Everything I collect has metaphorical potential: discarded washers that litter London streets, leaves, 1970s Railway Magazines.  I use a bricolage of fragmented words, images, and lost iconography to create new meanings. My Strange Receiver stabiles are collaged from atlases, walking guides and postcards using their text and images as symbols of forgotten places and moments, creating cut-up poems which play on the intent of language. My meditative ‘Broken Blossom’ series positions littered bottle caps or street-sweeper blades as fallen blossom, recycled into stabiles which celebrate the former function and beauty of these objects. 
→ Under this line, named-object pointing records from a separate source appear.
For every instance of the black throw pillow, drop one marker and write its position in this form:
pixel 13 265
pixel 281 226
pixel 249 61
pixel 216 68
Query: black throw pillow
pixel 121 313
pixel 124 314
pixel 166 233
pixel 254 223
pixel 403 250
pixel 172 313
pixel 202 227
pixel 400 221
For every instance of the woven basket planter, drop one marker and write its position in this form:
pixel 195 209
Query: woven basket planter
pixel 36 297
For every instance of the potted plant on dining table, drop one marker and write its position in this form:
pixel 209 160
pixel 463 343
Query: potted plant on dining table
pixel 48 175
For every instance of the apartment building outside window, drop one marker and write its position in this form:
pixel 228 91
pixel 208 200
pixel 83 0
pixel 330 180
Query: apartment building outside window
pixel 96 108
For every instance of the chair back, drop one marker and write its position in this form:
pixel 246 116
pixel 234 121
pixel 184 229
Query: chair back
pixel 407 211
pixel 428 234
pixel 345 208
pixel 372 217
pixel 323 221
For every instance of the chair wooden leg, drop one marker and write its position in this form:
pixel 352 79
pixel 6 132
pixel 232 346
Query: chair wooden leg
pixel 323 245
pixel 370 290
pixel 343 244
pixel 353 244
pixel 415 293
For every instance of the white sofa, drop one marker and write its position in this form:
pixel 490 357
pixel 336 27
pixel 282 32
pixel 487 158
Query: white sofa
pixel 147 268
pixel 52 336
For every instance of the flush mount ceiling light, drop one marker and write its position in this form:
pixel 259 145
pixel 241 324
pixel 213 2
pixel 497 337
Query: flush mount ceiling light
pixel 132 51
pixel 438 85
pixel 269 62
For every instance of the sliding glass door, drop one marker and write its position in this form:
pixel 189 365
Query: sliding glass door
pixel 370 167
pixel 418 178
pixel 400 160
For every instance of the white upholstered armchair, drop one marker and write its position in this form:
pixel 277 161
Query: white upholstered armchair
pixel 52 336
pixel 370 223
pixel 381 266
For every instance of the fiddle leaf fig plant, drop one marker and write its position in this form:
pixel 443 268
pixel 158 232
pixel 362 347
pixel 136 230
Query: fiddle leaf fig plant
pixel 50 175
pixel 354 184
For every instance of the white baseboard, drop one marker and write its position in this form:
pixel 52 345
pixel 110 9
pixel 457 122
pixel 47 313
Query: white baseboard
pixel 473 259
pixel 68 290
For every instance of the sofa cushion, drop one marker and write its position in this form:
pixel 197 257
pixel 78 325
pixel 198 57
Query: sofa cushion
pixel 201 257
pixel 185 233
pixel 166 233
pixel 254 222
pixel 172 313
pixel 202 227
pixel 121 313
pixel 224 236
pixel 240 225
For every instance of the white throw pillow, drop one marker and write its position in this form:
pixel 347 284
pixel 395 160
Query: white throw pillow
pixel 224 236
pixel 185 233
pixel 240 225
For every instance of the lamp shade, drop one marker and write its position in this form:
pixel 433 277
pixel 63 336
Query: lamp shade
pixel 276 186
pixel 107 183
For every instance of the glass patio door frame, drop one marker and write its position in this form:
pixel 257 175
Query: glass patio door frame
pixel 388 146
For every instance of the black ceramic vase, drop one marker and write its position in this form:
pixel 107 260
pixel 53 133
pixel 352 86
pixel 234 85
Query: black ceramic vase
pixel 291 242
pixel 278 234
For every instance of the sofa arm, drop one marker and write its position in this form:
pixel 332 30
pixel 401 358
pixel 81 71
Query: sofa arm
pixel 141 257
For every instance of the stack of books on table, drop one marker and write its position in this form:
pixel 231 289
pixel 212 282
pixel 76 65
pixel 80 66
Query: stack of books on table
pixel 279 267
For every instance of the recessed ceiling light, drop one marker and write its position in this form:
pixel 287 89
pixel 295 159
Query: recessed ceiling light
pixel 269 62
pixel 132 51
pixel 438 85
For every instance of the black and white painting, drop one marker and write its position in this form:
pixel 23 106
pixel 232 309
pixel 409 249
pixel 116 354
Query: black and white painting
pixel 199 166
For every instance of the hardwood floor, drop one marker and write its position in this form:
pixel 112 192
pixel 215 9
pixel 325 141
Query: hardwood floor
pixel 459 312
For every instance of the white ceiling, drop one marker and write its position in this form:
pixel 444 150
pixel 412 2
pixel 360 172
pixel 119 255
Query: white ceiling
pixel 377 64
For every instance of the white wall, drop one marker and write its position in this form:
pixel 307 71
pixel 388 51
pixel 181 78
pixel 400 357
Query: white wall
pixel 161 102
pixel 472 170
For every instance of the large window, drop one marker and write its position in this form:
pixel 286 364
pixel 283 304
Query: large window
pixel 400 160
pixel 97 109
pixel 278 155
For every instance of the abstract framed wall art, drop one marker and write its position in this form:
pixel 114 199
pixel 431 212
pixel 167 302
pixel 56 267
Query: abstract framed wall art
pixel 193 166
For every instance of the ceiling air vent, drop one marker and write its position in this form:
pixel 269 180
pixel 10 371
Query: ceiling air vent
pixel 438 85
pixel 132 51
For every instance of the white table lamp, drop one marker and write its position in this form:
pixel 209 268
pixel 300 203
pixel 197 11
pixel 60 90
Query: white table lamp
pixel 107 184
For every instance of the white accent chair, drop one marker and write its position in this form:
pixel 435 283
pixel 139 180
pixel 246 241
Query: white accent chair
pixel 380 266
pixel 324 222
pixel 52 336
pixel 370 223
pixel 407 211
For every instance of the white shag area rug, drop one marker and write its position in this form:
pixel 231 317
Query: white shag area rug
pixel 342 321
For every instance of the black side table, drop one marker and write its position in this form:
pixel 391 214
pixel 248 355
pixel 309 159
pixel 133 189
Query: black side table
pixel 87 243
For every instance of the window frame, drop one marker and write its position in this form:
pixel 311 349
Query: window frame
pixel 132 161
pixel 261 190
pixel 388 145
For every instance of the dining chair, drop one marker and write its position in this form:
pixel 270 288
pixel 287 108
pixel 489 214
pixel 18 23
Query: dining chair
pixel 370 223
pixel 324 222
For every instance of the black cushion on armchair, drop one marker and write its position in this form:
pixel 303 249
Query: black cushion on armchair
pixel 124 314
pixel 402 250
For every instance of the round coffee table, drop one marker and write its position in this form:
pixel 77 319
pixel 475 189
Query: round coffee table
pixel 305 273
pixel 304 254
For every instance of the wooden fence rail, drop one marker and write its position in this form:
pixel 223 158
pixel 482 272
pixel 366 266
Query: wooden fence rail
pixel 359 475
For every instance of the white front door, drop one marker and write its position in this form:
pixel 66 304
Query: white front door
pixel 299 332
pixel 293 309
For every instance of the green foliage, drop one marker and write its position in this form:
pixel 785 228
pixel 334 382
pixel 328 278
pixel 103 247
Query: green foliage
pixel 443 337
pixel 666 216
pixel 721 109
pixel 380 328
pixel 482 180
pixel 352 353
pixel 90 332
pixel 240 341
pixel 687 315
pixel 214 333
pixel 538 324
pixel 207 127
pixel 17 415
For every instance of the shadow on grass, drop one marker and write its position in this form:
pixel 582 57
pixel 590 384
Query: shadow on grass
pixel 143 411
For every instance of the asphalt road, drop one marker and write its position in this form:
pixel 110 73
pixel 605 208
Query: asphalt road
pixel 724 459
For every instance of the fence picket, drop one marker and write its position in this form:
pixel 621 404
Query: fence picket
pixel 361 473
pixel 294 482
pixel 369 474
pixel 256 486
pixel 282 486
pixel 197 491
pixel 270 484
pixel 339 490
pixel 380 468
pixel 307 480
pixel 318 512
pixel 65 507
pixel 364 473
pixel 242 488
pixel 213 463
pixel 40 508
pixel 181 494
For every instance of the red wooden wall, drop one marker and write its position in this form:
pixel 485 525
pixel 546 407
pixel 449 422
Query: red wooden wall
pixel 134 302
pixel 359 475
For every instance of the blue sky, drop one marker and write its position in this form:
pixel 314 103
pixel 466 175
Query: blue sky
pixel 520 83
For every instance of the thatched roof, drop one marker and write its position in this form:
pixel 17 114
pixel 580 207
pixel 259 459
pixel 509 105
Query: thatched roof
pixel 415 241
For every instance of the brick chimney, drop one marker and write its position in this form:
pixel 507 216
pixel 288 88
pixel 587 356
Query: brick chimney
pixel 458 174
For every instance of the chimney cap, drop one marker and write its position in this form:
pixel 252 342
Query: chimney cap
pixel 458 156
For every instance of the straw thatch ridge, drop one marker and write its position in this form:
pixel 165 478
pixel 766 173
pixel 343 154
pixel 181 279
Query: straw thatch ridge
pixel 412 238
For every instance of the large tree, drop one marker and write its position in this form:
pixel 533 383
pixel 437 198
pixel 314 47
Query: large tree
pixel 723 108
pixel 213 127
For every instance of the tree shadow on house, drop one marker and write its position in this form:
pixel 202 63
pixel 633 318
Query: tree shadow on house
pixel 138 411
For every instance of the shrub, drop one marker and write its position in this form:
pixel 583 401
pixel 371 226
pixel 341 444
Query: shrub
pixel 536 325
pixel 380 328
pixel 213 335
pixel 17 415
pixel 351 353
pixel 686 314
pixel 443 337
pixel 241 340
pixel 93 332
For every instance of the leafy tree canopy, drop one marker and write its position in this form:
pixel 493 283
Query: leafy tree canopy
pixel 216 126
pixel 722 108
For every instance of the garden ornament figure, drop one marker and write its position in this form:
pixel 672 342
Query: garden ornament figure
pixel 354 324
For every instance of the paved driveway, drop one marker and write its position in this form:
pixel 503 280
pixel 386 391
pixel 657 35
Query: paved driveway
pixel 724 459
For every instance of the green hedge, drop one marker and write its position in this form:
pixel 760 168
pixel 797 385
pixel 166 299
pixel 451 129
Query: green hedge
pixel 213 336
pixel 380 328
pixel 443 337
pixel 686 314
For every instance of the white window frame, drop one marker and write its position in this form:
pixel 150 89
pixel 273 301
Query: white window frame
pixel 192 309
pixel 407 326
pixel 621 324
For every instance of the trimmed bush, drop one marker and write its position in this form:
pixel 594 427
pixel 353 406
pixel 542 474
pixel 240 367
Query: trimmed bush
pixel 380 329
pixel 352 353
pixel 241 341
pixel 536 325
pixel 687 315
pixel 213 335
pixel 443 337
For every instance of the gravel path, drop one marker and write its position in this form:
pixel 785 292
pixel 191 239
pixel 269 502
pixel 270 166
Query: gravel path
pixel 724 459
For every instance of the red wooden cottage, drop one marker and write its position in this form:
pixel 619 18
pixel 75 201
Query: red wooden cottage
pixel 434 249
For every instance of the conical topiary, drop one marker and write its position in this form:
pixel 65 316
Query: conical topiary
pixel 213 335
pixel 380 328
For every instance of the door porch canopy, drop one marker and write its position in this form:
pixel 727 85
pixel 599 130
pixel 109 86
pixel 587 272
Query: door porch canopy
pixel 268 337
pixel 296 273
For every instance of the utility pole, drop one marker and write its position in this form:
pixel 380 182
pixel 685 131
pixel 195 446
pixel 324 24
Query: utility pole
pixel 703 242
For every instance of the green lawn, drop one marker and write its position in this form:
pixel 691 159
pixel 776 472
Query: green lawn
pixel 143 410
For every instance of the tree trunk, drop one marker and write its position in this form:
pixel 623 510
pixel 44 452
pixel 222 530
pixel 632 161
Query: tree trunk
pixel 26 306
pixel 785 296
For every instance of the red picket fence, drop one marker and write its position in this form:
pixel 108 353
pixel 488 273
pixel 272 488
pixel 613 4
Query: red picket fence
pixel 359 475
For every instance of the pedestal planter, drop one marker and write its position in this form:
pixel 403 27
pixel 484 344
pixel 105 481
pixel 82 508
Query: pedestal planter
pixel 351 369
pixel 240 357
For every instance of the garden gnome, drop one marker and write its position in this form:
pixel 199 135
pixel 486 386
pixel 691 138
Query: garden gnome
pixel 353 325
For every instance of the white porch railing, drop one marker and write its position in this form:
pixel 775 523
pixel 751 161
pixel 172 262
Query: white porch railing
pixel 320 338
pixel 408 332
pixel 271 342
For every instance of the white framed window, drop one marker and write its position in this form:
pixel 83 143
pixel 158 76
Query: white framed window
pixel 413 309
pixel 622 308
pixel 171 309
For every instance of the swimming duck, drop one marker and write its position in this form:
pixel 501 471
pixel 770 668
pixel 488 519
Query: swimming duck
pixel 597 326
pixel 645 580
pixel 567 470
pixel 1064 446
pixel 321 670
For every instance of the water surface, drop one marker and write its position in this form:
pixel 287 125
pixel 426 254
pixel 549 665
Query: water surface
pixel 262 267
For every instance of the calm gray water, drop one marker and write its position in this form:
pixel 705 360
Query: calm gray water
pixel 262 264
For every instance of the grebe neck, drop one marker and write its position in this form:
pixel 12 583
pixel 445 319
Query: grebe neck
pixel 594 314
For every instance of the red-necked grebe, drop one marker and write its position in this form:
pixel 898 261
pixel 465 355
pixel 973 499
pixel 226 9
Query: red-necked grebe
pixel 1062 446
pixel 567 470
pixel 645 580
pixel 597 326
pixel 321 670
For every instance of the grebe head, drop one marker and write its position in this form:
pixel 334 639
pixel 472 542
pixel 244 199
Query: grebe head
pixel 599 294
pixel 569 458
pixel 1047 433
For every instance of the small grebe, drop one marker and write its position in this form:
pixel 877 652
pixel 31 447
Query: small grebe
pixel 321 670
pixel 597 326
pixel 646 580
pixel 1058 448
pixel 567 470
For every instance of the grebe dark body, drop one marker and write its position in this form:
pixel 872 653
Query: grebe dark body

I think my resourcefulness comes from my  ‘make-do-and-mend’ upbringing: You do what you can with what you’ve got. I’m influenced by Calder, Gego, and artists such as Lonnie Holley and William Burroughs, who work at the intersection of writing and visual art. I’m also inspired by writers like Emily Dickinson, whose poetry I teach in my job as an FE English teacher. Dickinson’s singular form - her use of dashes to connect and fragment meanings and her concrete images which communicate abstract ideas - have influenced the experimental form of my mobiles and stabiles. Currently,  I’m working on extending my current series, making larger mobiles and creating a new series of wall-mounted Poems.